- Elayirampannai Location in Tamil Nadu, India
- Coordinates: 9°16′N 77°50′E﻿ / ﻿9.27°N 77.83°E
- Country: India
- State: Tamil Nadu
- District: Virudhunagar
- Elevation: 101 m (331 ft)

Population (2001)
- • Total: 6,354

Languages
- • Official: Tamil
- Time zone: UTC+5:30 (IST)
- Postal code: 626201

= Elayirampannai =

Elayirampannai is a panchayat town in Virudhunagar district in the state of Tamil Nadu, India. The economy of the town is based on manufacturing safety matches, crackers and agriculture.

==Overview==
Elayirampannai (Tamil:ஏழாயிரம்பண்ணை) has a history of more than 350 years. Once it was ruled by Zamindars who were palayakarars before the British rule. Even today the descendants of Jaminthars are living in Elayirampannai.

==Demographics==
As of 2001 census, Elayirampannai had a population of 6,354. Males constitute 48% of the population and females 52%. Elayirampannai has an average literacy rate of 62%, higher than the national average of 59.5%: male literacy is 72%, and female literacy is 52%. In Elayirampannai, 11% of the population is under 6 years of age.

==Facilities==
Government Hospital

==Economy==

The main business here is Agriculture and Safety Matches.
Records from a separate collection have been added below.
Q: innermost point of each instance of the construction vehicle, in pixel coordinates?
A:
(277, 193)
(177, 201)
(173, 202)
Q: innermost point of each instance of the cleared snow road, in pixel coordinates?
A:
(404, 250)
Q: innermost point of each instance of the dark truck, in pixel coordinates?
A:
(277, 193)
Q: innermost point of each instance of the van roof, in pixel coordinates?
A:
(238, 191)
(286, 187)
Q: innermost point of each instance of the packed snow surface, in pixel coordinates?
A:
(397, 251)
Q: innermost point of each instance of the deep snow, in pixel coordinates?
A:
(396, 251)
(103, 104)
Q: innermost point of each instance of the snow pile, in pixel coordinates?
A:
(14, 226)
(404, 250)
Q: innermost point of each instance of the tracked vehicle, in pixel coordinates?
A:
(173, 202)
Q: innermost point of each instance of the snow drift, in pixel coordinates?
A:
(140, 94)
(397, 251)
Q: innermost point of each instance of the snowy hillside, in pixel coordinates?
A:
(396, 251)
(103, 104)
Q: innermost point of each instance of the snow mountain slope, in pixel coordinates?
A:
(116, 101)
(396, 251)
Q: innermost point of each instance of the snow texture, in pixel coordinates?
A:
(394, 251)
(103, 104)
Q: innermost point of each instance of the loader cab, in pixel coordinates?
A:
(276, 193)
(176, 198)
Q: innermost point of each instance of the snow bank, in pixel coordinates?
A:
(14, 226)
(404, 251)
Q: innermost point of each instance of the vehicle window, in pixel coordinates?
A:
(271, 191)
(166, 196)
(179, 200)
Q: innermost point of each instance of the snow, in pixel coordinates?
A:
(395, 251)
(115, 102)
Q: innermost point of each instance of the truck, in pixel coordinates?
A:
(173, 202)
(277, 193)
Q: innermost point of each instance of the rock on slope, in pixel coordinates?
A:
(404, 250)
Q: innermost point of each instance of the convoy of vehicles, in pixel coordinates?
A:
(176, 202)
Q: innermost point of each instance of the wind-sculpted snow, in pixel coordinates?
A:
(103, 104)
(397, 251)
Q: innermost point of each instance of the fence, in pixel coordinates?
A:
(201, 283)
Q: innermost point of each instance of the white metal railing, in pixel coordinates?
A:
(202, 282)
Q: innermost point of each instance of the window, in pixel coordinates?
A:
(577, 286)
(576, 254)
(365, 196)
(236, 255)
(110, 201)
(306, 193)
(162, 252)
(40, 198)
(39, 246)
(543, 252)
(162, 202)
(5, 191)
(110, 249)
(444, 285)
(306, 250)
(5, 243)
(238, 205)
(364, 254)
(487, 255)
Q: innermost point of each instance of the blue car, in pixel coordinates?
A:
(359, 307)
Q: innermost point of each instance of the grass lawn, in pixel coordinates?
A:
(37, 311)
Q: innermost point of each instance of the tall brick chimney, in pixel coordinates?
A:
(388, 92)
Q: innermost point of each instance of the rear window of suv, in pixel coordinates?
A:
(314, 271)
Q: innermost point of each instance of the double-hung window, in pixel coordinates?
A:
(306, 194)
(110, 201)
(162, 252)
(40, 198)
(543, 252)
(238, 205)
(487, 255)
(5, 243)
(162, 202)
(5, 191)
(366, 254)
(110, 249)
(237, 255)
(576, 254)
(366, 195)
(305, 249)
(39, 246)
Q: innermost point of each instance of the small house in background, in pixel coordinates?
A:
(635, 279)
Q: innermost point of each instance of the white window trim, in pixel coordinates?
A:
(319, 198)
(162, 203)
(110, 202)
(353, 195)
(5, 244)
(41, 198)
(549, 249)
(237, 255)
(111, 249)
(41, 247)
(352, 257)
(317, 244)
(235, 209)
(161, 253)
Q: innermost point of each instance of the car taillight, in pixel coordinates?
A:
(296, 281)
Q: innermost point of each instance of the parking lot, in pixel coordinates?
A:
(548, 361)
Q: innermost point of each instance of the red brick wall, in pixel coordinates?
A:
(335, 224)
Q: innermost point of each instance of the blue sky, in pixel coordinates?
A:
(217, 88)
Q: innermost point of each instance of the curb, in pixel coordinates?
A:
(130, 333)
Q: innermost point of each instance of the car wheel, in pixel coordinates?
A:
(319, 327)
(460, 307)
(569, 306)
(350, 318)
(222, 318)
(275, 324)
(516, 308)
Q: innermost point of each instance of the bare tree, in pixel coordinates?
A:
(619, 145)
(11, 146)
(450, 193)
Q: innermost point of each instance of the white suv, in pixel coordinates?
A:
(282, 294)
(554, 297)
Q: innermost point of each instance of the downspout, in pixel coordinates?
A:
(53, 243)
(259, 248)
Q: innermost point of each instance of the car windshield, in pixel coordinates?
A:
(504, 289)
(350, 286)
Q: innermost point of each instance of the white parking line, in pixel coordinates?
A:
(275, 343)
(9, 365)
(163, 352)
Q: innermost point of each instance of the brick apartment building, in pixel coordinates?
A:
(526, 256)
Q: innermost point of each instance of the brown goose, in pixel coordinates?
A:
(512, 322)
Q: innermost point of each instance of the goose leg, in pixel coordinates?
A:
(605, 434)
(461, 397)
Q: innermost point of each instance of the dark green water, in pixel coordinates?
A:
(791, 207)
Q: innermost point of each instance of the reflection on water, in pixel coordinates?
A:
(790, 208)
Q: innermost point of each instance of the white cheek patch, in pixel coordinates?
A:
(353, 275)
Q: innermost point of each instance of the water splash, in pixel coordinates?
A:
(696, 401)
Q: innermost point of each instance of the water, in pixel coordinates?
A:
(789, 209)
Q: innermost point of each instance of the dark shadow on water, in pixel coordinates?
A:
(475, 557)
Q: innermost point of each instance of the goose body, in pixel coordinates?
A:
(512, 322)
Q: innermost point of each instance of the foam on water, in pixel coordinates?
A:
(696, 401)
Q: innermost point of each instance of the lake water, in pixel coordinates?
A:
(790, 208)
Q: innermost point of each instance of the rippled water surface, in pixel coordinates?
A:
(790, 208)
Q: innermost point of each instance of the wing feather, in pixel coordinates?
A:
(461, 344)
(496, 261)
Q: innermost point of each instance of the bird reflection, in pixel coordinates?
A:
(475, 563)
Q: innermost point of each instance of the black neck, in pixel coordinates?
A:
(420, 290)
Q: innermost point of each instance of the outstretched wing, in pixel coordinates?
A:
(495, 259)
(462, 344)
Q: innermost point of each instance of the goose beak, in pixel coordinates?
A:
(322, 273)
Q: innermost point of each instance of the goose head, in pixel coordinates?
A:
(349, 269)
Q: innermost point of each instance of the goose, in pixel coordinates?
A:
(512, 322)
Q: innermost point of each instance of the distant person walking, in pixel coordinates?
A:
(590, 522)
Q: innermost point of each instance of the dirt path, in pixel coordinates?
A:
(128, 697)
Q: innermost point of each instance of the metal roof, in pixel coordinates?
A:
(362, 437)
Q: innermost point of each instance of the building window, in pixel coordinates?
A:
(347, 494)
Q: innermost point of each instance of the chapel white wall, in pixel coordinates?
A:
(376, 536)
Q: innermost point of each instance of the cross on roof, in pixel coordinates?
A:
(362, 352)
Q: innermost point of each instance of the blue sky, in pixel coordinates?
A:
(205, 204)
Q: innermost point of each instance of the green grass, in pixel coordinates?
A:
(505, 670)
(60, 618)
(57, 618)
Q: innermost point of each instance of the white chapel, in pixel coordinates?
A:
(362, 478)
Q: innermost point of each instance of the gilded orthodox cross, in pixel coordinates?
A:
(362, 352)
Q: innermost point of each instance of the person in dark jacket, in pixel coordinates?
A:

Elayirampannai is a hub for Wax Safety matches in India. Many MSME Safety matches units engaged in production of Wax Safety matches.

==Transport==

Bus Available from/to Sattur, Kovilpatti, Sankarankoil, Vembakottai

Nearest Railway Stations are Kovilpatti railway station (10 km) and Sattur(15 km)

==Education==
Schools:
- A Government aided Higher Secondary School under the management of Nadars, which was founded by some elders of Nadar community.
- A school run by the local church.
- An English medium school run by Thiru. Rajendran.